If the picture I need to repair doesn't have enough background to copy, or doesn't have a good background, what should I do?
A1:
Remember that Photoshop allows you to have more than one file open at a time. You can borrow from another picture and copy the selection onto a new layer of the picture that needs fixing. Shrink it or enlarge it so that the texture is in scale with the rest of the scene, and then copy and paste it as much as needed. If you have a digital camera, shoot lots of backgrounds and keep them in a special folder on your computer or on a Zip drive. Then when you have a problem photo, you have ready-made scenery to drop the subject into.

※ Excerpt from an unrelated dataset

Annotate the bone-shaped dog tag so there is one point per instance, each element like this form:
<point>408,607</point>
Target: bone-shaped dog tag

What color mode should I be working in: CMYK Color,RGBColor, Indexed Color, Lab Color, or Grayscale?
A2:
If the image is grayscale, such as a black-and-white photo, and is going to remain grayscale, stay in that mode. If the image is intended for the Web or an inkjet printer, stick with RGB. If the image will be sent to a commercial print shop for four-color process printing, convert to CMYK after you've done your retouching.
b. Color dyes often shift toward red as a print ages.
Exercises
Find some of your own photo portraits that have bad red eye. Scan them into the computer and use the tricks you have learned to restore normal eye colors. Next, find a group photo and remove one member of the group.